What I Actually Practice in This Lab — Daily and Weekly
Mistakes I Made Building This Lab (Learn From Them)
🚫 Don't Do These
- I gave Metasploitable a NAT adapter "just in case." A deliberately vulnerable machine with internet access is a security risk on your network. Targets should be Host-Only only. I learned this after reading about people who ran Metasploitable openly on their home network and found unexpected incoming connections.
- I allocated too much RAM to VMs and starved my host OS. With 8GB total, giving Kali 4GB left only 4GB for Ubuntu — everything slowed to a crawl. Rule: host OS gets half, VMs split the rest. Kali runs fine at 2GB for most tasks.
- I tried to run too many VMs simultaneously. Kali + Metasploitable + a VulnHub machine simultaneously on 8GB RAM caused constant freezing. Run Kali + one target at a time. Snapshot the target VM's clean state before attacking so you can restore it without re-downloading.
- I didn't use VirtualBox snapshots. A snapshot saves the entire VM state — disk and memory — at a point in time. Take a snapshot of every target VM in its clean, not-yet-attacked state. When you brick it or complete the challenge, restore the snapshot and start fresh. I re-downloaded Metasploitable twice before I discovered snapshots.
- I jumped to VulnHub machines before mastering DVWA. VulnHub beginner machines are significantly harder than DVWA Low/Medium difficulty. Trying them too early leads to frustration. Spend at least two weeks with DVWA before moving to VulnHub.
How to Expand the Lab as Your Skills Grow
The setup above covers the first 3-6 months of learning. When you're ready to go further:
- Add a Windows Server VM (free evaluation license): Microsoft provides 180-day evaluation versions of Windows Server at no cost. Adding a Windows target lets you practice Active Directory attacks — a major component of real-world corporate penetration testing. Active Directory exploitation (Kerberoasting, Pass-the-Hash, BloodHound) is one of the highest-demand pentesting skill areas.
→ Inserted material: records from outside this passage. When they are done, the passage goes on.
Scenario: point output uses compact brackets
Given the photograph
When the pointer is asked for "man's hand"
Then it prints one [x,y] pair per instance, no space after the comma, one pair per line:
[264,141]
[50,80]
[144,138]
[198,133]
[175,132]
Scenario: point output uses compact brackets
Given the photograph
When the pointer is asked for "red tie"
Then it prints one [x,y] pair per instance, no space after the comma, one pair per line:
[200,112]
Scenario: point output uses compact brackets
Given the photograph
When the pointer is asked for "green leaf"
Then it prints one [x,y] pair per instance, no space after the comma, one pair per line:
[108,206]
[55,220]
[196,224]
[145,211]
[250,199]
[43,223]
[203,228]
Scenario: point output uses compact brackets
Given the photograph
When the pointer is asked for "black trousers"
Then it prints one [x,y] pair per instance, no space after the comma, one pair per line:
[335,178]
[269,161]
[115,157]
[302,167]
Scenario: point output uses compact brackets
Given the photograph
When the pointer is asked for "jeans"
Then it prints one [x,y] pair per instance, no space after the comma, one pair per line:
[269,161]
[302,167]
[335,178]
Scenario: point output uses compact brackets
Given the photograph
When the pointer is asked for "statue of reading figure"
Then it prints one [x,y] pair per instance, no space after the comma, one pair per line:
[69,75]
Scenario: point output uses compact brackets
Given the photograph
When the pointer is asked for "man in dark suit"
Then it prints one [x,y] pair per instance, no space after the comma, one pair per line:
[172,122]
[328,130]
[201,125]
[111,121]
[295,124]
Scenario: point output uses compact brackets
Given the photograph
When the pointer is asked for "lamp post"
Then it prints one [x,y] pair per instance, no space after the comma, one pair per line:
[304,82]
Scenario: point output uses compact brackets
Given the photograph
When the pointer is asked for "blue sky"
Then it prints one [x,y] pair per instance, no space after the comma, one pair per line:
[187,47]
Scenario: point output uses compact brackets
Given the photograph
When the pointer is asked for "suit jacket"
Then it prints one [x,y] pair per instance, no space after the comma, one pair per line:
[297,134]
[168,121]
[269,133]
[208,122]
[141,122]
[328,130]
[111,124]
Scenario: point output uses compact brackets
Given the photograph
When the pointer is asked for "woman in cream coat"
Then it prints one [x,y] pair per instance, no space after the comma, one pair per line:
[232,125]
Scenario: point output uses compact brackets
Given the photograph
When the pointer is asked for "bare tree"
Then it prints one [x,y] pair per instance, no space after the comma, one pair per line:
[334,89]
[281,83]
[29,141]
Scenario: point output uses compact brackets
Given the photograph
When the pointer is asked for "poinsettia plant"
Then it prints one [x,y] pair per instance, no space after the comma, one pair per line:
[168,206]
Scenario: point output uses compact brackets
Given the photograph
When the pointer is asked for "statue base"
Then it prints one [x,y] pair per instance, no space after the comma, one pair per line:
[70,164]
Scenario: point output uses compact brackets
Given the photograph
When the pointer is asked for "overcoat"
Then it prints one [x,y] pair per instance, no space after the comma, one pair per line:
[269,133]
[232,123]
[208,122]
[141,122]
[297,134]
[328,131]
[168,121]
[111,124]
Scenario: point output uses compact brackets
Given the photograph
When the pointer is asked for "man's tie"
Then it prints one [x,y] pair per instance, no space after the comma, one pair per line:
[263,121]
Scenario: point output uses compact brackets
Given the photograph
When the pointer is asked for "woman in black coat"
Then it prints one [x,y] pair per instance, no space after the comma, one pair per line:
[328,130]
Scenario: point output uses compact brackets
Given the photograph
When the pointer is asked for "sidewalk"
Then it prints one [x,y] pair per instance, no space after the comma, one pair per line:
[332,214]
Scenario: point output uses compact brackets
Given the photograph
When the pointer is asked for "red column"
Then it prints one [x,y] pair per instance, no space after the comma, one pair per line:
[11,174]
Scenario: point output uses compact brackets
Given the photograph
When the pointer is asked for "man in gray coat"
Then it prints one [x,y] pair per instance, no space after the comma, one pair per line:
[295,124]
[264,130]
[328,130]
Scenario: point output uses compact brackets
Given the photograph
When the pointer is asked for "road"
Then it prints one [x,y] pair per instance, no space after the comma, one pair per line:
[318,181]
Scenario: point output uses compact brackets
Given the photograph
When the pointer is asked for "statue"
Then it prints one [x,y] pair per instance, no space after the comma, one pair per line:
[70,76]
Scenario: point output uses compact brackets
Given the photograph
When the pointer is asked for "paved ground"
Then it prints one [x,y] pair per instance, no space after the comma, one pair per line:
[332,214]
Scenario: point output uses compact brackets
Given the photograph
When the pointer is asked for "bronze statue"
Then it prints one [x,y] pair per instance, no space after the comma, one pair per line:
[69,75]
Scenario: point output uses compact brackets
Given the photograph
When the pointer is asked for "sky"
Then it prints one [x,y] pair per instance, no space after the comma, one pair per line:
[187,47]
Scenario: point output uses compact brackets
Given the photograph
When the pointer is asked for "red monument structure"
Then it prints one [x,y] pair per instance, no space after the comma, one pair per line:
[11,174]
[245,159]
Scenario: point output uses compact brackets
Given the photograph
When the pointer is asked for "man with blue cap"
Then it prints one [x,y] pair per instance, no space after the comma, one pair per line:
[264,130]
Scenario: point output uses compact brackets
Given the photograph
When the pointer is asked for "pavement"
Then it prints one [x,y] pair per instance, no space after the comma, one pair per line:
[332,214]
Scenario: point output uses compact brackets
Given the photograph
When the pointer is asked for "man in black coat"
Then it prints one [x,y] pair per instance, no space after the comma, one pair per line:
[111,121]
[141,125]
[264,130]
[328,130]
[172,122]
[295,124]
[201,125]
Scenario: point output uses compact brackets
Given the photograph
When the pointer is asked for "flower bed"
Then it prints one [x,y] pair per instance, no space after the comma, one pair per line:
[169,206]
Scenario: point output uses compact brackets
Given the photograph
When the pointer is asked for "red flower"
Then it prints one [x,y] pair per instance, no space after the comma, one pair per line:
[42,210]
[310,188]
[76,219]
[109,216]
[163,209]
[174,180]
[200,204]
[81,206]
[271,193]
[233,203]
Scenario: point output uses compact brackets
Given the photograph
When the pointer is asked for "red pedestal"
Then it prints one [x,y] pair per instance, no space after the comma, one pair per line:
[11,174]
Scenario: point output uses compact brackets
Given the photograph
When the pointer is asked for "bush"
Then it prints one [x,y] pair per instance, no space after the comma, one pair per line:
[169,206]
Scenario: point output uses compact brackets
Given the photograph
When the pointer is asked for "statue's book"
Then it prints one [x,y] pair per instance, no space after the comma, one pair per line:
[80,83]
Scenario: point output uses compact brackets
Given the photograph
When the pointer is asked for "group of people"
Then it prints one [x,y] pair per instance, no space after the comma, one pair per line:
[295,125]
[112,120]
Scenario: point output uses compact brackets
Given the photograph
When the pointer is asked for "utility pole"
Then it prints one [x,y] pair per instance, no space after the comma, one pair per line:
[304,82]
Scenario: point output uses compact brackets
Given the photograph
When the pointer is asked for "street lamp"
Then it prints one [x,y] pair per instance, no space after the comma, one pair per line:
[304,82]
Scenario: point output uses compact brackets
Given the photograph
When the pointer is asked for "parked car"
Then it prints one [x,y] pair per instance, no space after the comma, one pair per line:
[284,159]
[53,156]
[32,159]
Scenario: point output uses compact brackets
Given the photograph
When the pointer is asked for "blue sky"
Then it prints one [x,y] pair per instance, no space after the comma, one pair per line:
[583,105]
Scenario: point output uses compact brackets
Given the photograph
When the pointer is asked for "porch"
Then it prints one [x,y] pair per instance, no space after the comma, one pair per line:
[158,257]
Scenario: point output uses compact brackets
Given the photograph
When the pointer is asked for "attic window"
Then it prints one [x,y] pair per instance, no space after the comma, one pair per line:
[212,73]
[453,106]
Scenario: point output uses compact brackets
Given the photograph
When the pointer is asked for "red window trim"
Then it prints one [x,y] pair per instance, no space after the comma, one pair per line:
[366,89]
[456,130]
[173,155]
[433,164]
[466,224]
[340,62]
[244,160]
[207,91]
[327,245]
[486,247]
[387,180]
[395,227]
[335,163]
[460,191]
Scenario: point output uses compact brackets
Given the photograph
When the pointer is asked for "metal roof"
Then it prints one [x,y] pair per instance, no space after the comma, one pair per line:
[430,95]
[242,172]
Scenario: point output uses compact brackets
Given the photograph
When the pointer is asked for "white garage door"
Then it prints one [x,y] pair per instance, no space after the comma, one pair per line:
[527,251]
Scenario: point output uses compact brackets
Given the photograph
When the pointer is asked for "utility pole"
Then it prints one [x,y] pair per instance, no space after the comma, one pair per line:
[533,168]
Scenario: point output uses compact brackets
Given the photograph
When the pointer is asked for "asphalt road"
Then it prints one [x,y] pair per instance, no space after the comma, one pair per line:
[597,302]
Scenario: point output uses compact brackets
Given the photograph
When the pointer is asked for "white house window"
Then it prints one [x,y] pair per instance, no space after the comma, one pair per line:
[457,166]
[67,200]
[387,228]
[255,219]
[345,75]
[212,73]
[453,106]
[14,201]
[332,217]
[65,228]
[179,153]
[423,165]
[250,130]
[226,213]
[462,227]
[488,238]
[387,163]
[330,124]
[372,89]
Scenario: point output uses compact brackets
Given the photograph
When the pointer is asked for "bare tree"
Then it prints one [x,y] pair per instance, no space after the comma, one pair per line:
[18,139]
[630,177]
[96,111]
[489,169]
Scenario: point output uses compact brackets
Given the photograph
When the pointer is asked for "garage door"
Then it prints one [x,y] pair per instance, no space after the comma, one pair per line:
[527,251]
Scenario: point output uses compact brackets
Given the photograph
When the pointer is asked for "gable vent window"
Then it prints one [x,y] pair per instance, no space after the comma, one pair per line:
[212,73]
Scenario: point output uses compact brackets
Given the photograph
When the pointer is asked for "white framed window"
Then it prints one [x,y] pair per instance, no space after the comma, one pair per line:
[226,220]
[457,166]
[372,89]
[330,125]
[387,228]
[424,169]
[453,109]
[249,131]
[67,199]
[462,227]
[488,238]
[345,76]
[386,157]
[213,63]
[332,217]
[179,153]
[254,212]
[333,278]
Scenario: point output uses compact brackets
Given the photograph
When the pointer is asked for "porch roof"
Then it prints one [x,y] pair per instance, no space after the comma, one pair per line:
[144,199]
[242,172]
- Add a second Kali or Parrot OS as a "defender" machine: Practicing detection and blue-team skills alongside offensive skills makes you a more complete security professional and improves your understanding of how attackers evade detection.
- Download purpose-built vulnerable app VMs: VulnHub's "WebGoat" (OWASP's deliberately vulnerable Java web app), "Juice Shop" (modern vulnerable Node.js app from OWASP — has API vulnerabilities), and "HackTheBox Starting Point" machines are all worth adding progressively.
- Set up a documentation habit: Keep a Notion page or markdown files documenting every machine you attack — your methodology, what you found, what worked, what didn't. This becomes your portfolio and your memory. The machines blur together without documentation.